Eliminacje wstępne zaczynały się zazwyczaj w południe. Kiedy Ben Richards ustawił się w długiej kolejce za ostatnim mężczyzną, znajdował się niemal w cieniu olbrzymiego budynku. Gmach Gier był jednak wciąż ze dwa kilometry przed nim. Kolejka przypominała ogromnego węża. Wkrótce za nim ustawili się następni. Gliniarze przyglądali się im, oparłszy dłonie na kolbach rewolwerów lub rękojeściach pałek. Uśmiechali się anonimowymi, pogardliwymi uśmieszkami.

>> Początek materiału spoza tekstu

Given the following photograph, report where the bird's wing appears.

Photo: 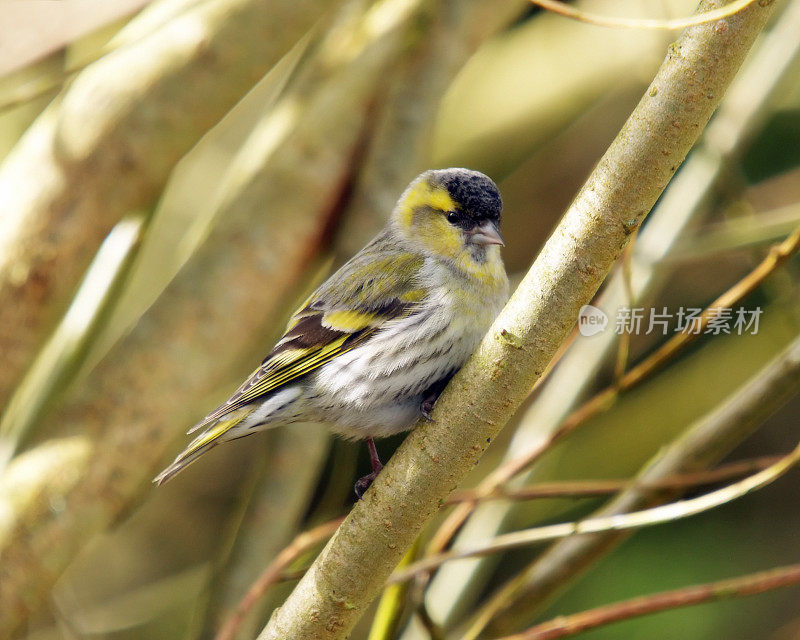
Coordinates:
[189,246,425,433]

— Ten to wygląda jak półgłówek, no nie, Frank? Na takiego wygląda.
— Ten to sprawia wrażenie, jakby czekał tylko na kąpiel w budynku. Wyobrażasz sobie?
— Sukinsyny. Ja tam bym…
— Pozabijaliby własne matki dla…
— Cuchną, jakby nie kąpali się od…
— Nic mnie tak nie cieszy jak…
Z opuszczonymi głowami, w strugach deszczu, kręcili się tak bez wyraźnego celu. Chwilę później kolejka zaczęła wolno przesuwać się naprzód.